Marge Anderson becomes chief executive of the Mille Lacs Band of Ojibwe. Emphasizing traditional government, education, and cultural preservation, Anderson would be a leader in the successful nine-year battle to preserve rights granted by an 1837 treaty to hunt and fish in and around Mille Lacs (see March 24).
While in Seattle on business, St. Paul rail tycoon James J. Hill learns that Edward H. Harriman, in New York, is buying up shares of the Northern Pacific Railroad, trying to wrest control of the company from Hill. Hill orders all trains to give right of way to his express train and heads east for New York, making the 1,800-mile trip from Seattle to St. Paul in 45 hours and 50 minutes, 21 hours under the average time. From there Hill continues to New York and thwarts the deal.
Hastings' spiral bridge opens. It would carry horse and automobile traffic into the heart of the city for over fifty years and be replaced by a straight bridge in 1951.

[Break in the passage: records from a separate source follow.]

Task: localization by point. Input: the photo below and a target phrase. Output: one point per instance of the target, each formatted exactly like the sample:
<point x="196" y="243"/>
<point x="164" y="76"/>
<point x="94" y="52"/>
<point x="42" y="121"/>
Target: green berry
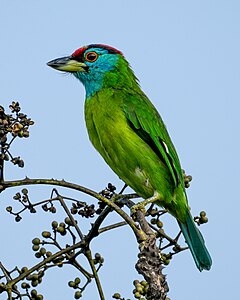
<point x="38" y="255"/>
<point x="159" y="224"/>
<point x="48" y="253"/>
<point x="36" y="241"/>
<point x="116" y="296"/>
<point x="54" y="224"/>
<point x="33" y="293"/>
<point x="24" y="191"/>
<point x="34" y="283"/>
<point x="46" y="234"/>
<point x="71" y="284"/>
<point x="78" y="295"/>
<point x="77" y="280"/>
<point x="137" y="295"/>
<point x="153" y="221"/>
<point x="43" y="251"/>
<point x="35" y="247"/>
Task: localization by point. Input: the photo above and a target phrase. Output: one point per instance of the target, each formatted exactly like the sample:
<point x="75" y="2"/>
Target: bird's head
<point x="97" y="66"/>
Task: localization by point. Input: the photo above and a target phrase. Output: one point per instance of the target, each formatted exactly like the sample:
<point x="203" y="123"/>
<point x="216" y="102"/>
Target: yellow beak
<point x="67" y="64"/>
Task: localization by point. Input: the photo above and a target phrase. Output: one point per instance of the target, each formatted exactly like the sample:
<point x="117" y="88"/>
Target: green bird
<point x="126" y="129"/>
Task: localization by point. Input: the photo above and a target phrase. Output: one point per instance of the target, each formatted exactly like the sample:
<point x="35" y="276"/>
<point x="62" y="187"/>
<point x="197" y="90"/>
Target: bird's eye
<point x="91" y="56"/>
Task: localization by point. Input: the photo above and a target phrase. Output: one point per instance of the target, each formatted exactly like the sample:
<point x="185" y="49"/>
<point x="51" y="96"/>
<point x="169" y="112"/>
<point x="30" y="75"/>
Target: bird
<point x="129" y="133"/>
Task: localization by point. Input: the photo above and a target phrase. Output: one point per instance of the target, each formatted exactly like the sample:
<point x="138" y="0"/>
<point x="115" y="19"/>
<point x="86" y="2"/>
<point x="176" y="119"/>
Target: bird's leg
<point x="141" y="205"/>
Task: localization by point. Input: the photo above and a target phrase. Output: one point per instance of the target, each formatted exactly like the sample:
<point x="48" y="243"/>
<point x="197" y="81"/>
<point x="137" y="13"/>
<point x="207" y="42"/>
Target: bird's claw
<point x="137" y="207"/>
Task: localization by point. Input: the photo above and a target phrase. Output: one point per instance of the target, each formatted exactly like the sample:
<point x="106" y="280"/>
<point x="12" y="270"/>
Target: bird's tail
<point x="196" y="244"/>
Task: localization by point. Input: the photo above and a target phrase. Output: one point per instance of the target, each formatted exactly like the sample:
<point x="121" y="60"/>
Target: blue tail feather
<point x="196" y="244"/>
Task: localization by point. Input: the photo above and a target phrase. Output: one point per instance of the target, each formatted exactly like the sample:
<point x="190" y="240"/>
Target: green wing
<point x="147" y="123"/>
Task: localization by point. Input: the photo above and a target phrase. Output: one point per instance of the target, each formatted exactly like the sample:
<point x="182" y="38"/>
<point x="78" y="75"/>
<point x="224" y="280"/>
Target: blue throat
<point x="93" y="79"/>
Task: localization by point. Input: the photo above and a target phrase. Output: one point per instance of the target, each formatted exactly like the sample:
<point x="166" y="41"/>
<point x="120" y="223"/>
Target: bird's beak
<point x="67" y="64"/>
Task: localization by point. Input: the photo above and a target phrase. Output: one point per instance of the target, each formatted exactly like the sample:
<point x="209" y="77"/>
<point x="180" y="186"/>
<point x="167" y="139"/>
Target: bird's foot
<point x="138" y="207"/>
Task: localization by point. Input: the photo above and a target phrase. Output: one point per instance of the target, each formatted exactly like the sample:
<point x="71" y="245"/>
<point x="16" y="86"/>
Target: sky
<point x="186" y="56"/>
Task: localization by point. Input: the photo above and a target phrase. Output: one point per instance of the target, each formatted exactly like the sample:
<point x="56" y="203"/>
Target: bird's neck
<point x="119" y="77"/>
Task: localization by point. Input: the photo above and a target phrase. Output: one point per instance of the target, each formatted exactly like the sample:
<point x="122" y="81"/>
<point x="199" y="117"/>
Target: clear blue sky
<point x="186" y="55"/>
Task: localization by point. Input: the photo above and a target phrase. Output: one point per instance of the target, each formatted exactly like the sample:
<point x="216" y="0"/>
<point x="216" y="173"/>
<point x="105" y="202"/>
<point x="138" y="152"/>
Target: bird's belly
<point x="131" y="158"/>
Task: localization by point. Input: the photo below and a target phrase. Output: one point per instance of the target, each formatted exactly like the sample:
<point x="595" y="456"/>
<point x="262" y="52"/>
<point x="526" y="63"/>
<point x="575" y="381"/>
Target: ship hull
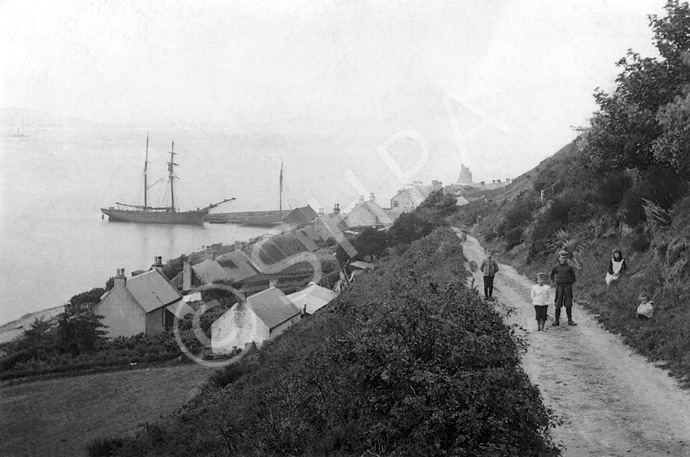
<point x="155" y="217"/>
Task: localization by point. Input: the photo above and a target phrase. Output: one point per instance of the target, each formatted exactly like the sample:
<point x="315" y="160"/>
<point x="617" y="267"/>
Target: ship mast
<point x="146" y="167"/>
<point x="280" y="205"/>
<point x="171" y="174"/>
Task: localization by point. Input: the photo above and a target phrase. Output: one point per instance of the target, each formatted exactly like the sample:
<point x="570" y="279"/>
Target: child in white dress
<point x="541" y="296"/>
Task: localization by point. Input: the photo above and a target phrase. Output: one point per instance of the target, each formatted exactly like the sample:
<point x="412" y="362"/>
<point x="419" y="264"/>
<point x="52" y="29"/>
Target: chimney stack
<point x="157" y="264"/>
<point x="186" y="275"/>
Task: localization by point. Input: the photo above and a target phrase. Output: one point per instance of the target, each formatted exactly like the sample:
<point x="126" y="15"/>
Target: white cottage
<point x="262" y="317"/>
<point x="312" y="298"/>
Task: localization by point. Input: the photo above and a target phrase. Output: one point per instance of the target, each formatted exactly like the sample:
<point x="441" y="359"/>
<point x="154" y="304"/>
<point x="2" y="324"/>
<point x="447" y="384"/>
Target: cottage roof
<point x="314" y="297"/>
<point x="311" y="233"/>
<point x="272" y="307"/>
<point x="268" y="253"/>
<point x="152" y="290"/>
<point x="367" y="214"/>
<point x="210" y="271"/>
<point x="237" y="265"/>
<point x="306" y="241"/>
<point x="461" y="201"/>
<point x="417" y="193"/>
<point x="304" y="214"/>
<point x="180" y="309"/>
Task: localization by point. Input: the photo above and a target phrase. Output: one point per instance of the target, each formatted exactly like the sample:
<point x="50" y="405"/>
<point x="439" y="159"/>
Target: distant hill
<point x="564" y="203"/>
<point x="14" y="329"/>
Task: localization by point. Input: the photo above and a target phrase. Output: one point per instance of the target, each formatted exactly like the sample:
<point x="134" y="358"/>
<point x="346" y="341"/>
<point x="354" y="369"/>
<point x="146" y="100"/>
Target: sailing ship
<point x="159" y="215"/>
<point x="267" y="218"/>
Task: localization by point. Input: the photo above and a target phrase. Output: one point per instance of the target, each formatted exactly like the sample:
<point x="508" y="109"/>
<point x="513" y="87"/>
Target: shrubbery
<point x="407" y="361"/>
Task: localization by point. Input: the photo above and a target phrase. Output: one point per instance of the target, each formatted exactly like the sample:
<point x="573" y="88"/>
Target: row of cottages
<point x="145" y="303"/>
<point x="367" y="214"/>
<point x="264" y="316"/>
<point x="266" y="255"/>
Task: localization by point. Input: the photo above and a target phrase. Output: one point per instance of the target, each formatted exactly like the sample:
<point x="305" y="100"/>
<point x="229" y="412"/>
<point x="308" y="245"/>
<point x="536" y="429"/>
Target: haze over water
<point x="53" y="241"/>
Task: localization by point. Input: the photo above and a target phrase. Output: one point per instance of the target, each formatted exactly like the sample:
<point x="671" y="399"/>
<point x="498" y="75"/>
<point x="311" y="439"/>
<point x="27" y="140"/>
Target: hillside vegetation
<point x="622" y="184"/>
<point x="407" y="361"/>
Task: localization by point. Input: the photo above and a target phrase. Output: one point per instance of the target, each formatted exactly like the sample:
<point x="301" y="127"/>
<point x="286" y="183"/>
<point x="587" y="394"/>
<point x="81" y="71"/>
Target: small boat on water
<point x="159" y="215"/>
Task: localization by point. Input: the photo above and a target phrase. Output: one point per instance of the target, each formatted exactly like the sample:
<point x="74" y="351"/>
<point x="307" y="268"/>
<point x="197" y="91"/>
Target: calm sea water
<point x="54" y="243"/>
<point x="53" y="240"/>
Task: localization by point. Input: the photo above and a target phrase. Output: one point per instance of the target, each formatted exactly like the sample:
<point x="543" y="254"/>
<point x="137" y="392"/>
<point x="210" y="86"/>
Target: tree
<point x="371" y="242"/>
<point x="440" y="203"/>
<point x="79" y="329"/>
<point x="410" y="227"/>
<point x="625" y="130"/>
<point x="673" y="145"/>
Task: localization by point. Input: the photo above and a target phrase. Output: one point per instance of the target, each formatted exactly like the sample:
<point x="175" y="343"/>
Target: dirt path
<point x="611" y="400"/>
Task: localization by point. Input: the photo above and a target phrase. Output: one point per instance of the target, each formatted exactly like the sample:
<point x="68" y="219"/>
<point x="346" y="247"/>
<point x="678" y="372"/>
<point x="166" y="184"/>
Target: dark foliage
<point x="103" y="447"/>
<point x="404" y="367"/>
<point x="410" y="227"/>
<point x="631" y="128"/>
<point x="611" y="187"/>
<point x="79" y="330"/>
<point x="371" y="243"/>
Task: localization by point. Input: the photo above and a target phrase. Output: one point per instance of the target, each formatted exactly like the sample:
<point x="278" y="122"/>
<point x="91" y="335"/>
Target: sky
<point x="425" y="85"/>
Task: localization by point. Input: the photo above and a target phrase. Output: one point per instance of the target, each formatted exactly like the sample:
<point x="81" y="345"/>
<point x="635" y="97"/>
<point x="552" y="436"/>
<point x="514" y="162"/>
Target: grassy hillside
<point x="644" y="212"/>
<point x="407" y="361"/>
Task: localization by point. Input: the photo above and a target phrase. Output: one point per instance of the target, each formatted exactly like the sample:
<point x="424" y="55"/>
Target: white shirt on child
<point x="646" y="309"/>
<point x="540" y="295"/>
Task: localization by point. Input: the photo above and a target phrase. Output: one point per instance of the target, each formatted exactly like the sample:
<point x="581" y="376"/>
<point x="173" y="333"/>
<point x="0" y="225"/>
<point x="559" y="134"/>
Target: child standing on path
<point x="563" y="275"/>
<point x="616" y="268"/>
<point x="540" y="299"/>
<point x="646" y="308"/>
<point x="489" y="267"/>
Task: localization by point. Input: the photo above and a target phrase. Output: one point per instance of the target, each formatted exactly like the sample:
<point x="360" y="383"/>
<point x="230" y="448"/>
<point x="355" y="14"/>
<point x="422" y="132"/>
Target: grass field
<point x="61" y="416"/>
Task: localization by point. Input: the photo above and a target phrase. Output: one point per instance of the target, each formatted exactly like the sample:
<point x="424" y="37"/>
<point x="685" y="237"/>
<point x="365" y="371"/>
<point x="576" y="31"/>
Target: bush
<point x="406" y="362"/>
<point x="513" y="237"/>
<point x="104" y="447"/>
<point x="611" y="188"/>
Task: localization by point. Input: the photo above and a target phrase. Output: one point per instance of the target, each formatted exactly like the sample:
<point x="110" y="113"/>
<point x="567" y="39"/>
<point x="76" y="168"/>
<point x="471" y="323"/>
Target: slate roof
<point x="367" y="214"/>
<point x="311" y="233"/>
<point x="237" y="265"/>
<point x="304" y="214"/>
<point x="210" y="271"/>
<point x="267" y="253"/>
<point x="306" y="241"/>
<point x="152" y="290"/>
<point x="272" y="307"/>
<point x="314" y="296"/>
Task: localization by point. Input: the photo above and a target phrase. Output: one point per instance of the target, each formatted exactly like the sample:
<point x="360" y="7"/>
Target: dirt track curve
<point x="611" y="400"/>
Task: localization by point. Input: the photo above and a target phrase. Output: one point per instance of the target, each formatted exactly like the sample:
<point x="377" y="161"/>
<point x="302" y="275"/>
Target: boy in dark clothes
<point x="563" y="276"/>
<point x="489" y="267"/>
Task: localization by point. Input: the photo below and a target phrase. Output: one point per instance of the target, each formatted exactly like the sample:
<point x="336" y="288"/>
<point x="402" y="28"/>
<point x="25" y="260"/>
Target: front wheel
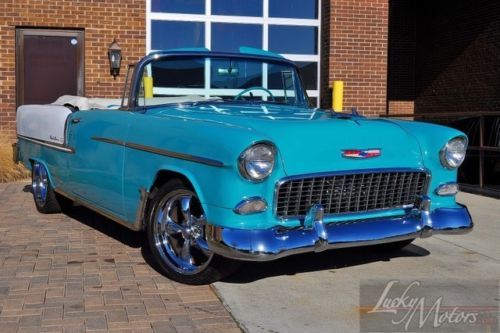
<point x="175" y="231"/>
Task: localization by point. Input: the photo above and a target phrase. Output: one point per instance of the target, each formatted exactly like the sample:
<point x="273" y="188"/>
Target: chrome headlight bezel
<point x="245" y="167"/>
<point x="452" y="155"/>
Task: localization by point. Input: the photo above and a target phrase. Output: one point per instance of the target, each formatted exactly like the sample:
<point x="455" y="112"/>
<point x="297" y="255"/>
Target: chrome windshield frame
<point x="135" y="86"/>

The Minnesota Pioneer Guard, the state's first volunteer military company, is organized in St. Paul. This group would become Company A of the First Minnesota Volunteer Infantry Regiment.
The Minnesota Commission of Public Safety is formed by the legislature to "protect life and property and to aid in the prosecution of the war." Seeking to achieve one hundred percent patriotism, the commission uses its sweeping powers to harass non-English-speaking immigrants and members of the Nonpartisan League.
A poker game in Granite Falls ends in violence. After playing for several hours, local dentist S. Wintner notices that his two kings have lost to two aces held by St. Paul card sharp William Lenard, the "Irish Lord," eight times in succession. Wintner produces a revolver and, when Lenard proclaims his innocence, fatally shoots him. At the trial later that year Frank Nye, for the defense, makes the creative assertion that, gambling being a felony, Dr. Wintner had the right to stop such an act, with violence if necessary.
Organizer Eugene Debs calls a strike by the workers of the Great Northern Railway. The railroad had imposed three wage cuts despite profits of over five million dollars the previous year. As the strike progresses, other railroads—following the lead of the Great Northern in other strike situations—refuse to help company president James J. Hill move his stalled trains.